Enkele jaren later in 1574 was er een een derde poging nu onder Lodewijk van Nassau. Zuid-Limburg werd opnieuw geteisterd, diverse abdijen werden geplunderd en in brand gestoken. Nu hield Roermond en ook Venlo stand. Het leger trok noordwaarts richting Mook, maar aan de andere kant van de Maas werd het geschaduwd door een Spaans leger dat bij Grave de Maas overstak en vervolgens bij de slag op de Mookerheide het leger van Lodewijk van Nassau volledig in de pan hakte.
1579 – Unie van Atrecht en Unie van Utrecht
De Unie van Atrecht is een op 6 januari 1579 in Atrecht (Arras) gesloten overeenkomst tussen de gewesten Rijsel, Dowaai, Orchies, Artesië en Henegouwen.
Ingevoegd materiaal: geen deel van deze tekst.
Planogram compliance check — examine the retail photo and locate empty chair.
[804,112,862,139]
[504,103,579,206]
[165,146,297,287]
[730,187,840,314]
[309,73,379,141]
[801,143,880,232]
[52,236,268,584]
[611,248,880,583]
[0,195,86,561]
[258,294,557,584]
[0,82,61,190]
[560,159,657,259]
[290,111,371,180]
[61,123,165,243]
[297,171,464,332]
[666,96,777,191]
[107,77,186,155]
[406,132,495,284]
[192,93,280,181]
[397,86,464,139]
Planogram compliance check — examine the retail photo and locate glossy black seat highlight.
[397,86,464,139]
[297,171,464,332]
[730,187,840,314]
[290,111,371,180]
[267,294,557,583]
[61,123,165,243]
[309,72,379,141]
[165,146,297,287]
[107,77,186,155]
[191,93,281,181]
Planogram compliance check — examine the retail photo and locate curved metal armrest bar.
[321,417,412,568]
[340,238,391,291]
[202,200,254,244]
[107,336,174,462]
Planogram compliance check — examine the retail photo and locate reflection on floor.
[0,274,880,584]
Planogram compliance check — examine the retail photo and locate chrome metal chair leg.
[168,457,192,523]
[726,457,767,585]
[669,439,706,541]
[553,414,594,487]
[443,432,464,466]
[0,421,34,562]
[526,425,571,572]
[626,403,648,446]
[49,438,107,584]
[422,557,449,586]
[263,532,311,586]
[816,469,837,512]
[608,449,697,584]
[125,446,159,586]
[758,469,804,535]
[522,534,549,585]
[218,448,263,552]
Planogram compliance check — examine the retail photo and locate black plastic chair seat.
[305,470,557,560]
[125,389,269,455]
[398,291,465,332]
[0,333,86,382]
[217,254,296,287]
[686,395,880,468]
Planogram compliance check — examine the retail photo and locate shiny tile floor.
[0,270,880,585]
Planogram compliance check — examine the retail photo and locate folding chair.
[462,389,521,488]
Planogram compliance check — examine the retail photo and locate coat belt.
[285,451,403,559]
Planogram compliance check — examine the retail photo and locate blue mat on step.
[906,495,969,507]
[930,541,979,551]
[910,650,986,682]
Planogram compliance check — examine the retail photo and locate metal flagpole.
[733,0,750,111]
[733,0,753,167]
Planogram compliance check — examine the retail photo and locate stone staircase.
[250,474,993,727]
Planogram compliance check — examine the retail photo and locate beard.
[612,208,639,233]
Als reactie sloten de opstandige gewesten de overeenkomst van de Unie van Utrecht. De zuidelijke gewesten van de Unie van Atrecht, die zich schikten naar de wil van de Spaanse koning, kwamen het volgende overeen:
Er was geen ruimte meer voor buitenlandse troepen;
De Raad van State zou georganiseerd zijn als onder keizer Karel V;
Twee derde van de leden van de Raad van State zou met instemming van de Staten benoemd moeten zijn;
Alle privileges van voor de opstand zouden worden hersteld;
De katholieke godsdienst was de enige godsdienst. Elke andere godsdienst zou verboden worden.
Voordat in de Waalse provinciën het Spaanse gezag volledig kon worden hersteld, moest overigens eerst nog het verzet worden gebroken van twee calvinistische bolwerken in Franstalig Nederland: Valencijn en Doornik.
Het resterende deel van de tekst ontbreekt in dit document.